GAYA berpakaian ala “skena” belakangan makin digandrungi anak muda. Akronim dari sua, cengkrama, dan kelana ini identik dengan baju oversize, hoodie, kaos band, celana jeans robek, cargo, hingga aksesoris manik-manik. Tak ada identifikasi khusus gaya berbusana ini, asalkan berbeda sudah bisa disebut skena.
Fashion skena yang sedang tren dibarengi suburnya kreativitas berbisnis. Selain menjual pakaian dari thrifting, beragam aksesoris laris manis diburu anak muda terutama kalangan Gen Z.
Salah satu penjual aksesoris skena yaitu Lailiyah Mas’udah. Sudah hampir 5 tahun dia berbisnis menyediakan pernak-pernik pelengkap busana dengan brand Holabeads.co atau Hola Manik-manik. Produk yang dijual di antaranya kalung, gelang, cincin, dan gantungan kunci.
“Produk yang terbaru adalah gantungan kunci ikan dan mobil. Saya berusaha setiap bulan bisa menghasilkan bentuk baru,” kata Liya, sapaan akrabnya pada Rabu, 6 Maret 2025.
Mahasiswi Institut Agama Islam Negeri (IAIN) Kediri itu menjelaskan, dalam sehari sedikitnya empat buah aksesoris skena laku ke berbagai kota di Indonesia. Baik itu berbentuk gelang, kalung, hingga gantungan kunci. Jika menjelang lebaran, pesanan bertambah sampai 14 buah.
Aksesoris yang dijual berbahan dasar berbagai bentuk manik-manik, kancing baju, dan tali. Liya merangkai sendiri semua bahan tersebut atau handmade. Warna dan bentuk dikombinasikan sesuai dengan tren terbaru yang disukai anak muda.
Bisnis prakarya ini ditekuni liya mulai tahun 2020. Ketika lulus Sekolah Menengah Atas (SMA), membuat kerajinan tangan awalnya sekadar mengisi waktu luang. Dia tak menyangka, jika orang lain menyukai hasil karyanya, bahkan hingga dibeli.
“Awalnya produk yang dibuat hanyalah gelang,” kata perempuan asal Mojokerto itu.
Aksesoris tersebut dibuat berdasarkan permintaan.
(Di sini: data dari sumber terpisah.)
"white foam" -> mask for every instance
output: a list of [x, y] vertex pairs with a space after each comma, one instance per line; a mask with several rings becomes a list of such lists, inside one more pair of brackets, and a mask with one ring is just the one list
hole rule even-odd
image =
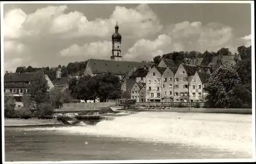
[[[116, 117], [111, 121], [103, 121], [96, 126], [57, 127], [54, 129], [63, 133], [183, 143], [251, 154], [251, 115], [141, 112]], [[39, 128], [49, 130], [52, 128]]]

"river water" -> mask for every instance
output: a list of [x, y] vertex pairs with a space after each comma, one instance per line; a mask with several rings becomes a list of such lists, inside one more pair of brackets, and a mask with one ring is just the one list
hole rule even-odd
[[140, 112], [95, 126], [5, 127], [5, 161], [251, 158], [251, 115]]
Pemesan bisa mencantumkan nama pada prakarya tersebut.
Keterampilan membuat aksesoris dia pelajari dari ibu dan kakaknya. Sejak masih duduk di sekolah dasar (SD) dia kerap melihat mereka merangkai manik-manik dirumah. Dari situlah, membuat kerajinan tangan menjadi hobi hingga dijadikan peluang bisnis seperti sekarang.
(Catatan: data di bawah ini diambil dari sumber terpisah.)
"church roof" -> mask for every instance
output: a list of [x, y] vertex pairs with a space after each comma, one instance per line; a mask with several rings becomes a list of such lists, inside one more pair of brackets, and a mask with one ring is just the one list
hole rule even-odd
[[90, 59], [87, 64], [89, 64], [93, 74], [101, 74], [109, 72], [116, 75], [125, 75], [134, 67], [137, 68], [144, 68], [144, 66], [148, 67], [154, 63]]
“Melihat aneka warna manik-manik sangat menyenangkan, sekaligus bisa refresh mata,” ungkapnya.
Berjualan aksesoris tidak selamanya berjalan mulus. Pada masa kuliah, mahasiswi program studi Komunikasi Penyiaran Islam (KPI) menghentikan bisnisnya ketika menjadi aktivis di Lembaga Pers Mahasiswa (LPM) Dedikasi. Liya diamanahi tugas menjadi sekretaris. Dia sempat vakum membuat aksesoris karena sibuk meliput berita, membuat konten, dan mengurus organisasi.
Di organisasi itu, dia belajar meraih cita-cita sebagai presenter. Sedangkan hasta karya hanya sekadar hobi.
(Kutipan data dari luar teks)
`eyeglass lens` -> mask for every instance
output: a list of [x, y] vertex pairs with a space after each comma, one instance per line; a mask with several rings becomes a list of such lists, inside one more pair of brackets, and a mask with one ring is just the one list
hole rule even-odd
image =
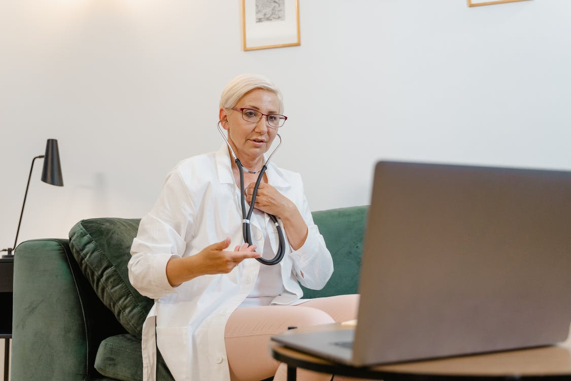
[[[246, 122], [257, 122], [263, 115], [260, 111], [251, 109], [244, 109], [242, 110], [242, 118]], [[286, 118], [283, 115], [279, 114], [271, 114], [266, 116], [268, 124], [272, 127], [282, 127], [286, 122]]]

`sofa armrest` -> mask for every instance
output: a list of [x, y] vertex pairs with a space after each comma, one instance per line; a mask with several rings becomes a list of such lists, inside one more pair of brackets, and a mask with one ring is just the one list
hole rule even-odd
[[13, 380], [108, 379], [94, 367], [98, 347], [125, 331], [82, 274], [67, 239], [18, 247], [13, 318]]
“Produksi aksesoris saya mulai lagi ketika menginjak semester 7,” kaya Liya.
Anak bungsu dari lima bersaudara ini menjelaskan, saat itu dia tak lagi sibuk di organisasi, melainkan mulai mengerjakan skripsi. Dia mengaku tak kesulitan membagi waktu menyelesaikan tugas akhir dan produksi aksesoris. Skripsi dikerjakan sore hingga jam 8 malam. Selanjutnya, dia baru mengerjakan pesanan.
Menjelang akhir masa kuliah itu, pesanan aksesoris bertambah banyak. Wilayah penjualan semakin luas dengan adanya sistem online. Seperti, Shopee, Tiktok, Instagram, dia manfaatkan sebagai etalase jualan.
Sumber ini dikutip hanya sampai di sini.